Bupati Bandung Dadang M Naser mengatakan, MoU ter­sebut akan membantu per­masalahan lingkungan dengan cara membangun peng­embangan kawasan konser­vasi keanekaragaman hayati (Kahati) di Kampung Ciseupan, Desa Nagrog, Kecamatan Ci­calengka.

”Alhamdulillah ada perha­tian dari CSR (Corporate Social Responsibility) PT. Indonesia Power untuk ma­salah pembangunan ling­kungan, diantaranya akan membantu penataan taman keanekaragaman hayati yang rencananya akan dibangun di Desa Nagrog, Kecamatan Cicalengka,” kata Dadang saat ditemui usai penandatangan MoU di Soreang, belum lama ini.

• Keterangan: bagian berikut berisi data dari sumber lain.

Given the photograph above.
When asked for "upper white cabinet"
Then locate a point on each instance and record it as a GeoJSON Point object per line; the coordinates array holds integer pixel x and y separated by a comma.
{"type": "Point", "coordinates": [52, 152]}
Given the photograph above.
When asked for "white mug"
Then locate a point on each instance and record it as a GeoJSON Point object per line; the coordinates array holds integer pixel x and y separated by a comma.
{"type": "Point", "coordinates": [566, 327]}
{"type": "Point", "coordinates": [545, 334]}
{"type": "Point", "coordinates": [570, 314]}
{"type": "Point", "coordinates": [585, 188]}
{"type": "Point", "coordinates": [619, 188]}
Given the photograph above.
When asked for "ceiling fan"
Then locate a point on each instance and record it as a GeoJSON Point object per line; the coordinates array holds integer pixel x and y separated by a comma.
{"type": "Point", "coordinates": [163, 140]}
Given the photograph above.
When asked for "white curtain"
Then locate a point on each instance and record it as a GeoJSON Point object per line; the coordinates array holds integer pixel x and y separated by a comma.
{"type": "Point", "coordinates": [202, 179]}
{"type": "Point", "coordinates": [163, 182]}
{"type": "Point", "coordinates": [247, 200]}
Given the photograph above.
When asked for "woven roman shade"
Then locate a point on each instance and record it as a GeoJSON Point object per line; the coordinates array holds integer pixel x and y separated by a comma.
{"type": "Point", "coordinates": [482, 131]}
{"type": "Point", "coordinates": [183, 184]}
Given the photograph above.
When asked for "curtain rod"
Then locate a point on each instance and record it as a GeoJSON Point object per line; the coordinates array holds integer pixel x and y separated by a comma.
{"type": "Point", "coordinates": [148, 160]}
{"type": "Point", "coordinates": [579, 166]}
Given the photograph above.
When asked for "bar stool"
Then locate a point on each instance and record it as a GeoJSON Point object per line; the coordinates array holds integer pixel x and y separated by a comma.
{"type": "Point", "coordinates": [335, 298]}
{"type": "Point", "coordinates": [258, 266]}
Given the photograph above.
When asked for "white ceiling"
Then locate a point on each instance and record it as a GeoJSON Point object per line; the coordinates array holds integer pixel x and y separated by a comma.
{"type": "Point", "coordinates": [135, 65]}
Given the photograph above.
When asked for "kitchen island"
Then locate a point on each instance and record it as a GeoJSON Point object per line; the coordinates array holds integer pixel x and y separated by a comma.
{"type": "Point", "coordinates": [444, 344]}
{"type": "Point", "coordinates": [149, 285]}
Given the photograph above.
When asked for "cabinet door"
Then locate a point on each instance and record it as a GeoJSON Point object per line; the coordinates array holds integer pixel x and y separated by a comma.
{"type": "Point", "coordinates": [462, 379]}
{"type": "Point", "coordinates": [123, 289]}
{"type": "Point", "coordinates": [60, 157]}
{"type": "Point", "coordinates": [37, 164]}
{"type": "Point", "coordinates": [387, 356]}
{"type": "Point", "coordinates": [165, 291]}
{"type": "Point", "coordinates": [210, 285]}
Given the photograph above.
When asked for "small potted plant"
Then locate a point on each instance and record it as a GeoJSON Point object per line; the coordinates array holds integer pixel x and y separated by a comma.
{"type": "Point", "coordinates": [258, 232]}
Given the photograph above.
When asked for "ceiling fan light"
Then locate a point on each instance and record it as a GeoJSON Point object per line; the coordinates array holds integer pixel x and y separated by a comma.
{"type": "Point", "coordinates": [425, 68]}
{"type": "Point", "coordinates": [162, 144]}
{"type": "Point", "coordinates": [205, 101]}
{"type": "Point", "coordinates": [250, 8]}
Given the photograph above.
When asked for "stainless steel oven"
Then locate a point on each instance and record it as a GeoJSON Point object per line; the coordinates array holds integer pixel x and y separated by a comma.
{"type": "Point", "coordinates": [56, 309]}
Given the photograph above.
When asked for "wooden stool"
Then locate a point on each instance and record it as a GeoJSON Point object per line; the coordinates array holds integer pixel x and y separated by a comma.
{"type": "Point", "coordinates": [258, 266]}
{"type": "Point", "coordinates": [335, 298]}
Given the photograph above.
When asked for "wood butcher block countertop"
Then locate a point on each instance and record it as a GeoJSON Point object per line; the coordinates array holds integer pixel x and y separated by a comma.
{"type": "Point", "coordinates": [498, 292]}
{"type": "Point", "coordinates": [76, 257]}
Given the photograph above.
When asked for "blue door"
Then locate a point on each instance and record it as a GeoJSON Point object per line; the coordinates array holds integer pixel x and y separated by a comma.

Baca Juga:Pemkot Cimahi Berambisi Jadikan PAB Pasar SehatJalan Longsor Belum Diperbaiki

Menurut Dadang, dirinya meminta kepada pihak In­donesia Power untuk mem­perhatikan lingkungan sekitar seperti Gunung Rakutak dan Danau Kamojang. Pasalnya, hampir semua perusahaan geothermal membutuhkan air.

”Saya menekankan, PT. In­donesia Power harus mem­perhatikan wilayah sekitarnya. Danau yang hilang di Kamo­jang harus dibangkitkan kem­bali, karena air itu lagiatornya gunung untuk memproduksi asap yang bagus, jadi air harus tersedia dengan baik,” jelasnya.

Menurutnya, program Ka­hati akan dibangun diatas lahan seluas 20 hektare. Selain menjadi kawasan konservasi, juga akan menjadikan sebagai area rekreasi bagi masyarakat setempat.

”Kami sudah melakukan pendekatan dengan masy­arakat untuk melakukan pembebasan lahan. Nanti­nya di lahan seluas 20 hek­tare itu akan ditumbuhi aneka ragam tanaman. Se­laian itu, kami juga akan membangun area rekreasi seperti jogging track, danau kecil untuk menampung air dan camping ground. Se­hingga disana menjadi dae­rah rekreasi sekaligus olah­raga bagi masyarakat,” aku­nya.

Dadang menambahkan, dengan adanya program CSR untuk pembangunan Kahati tersebut, dirinya berharap masyarakat sekitar tidak ada yang dirugikan. Tetapi dengan adanya program tersebut, masyarakat harus diuntung­kan.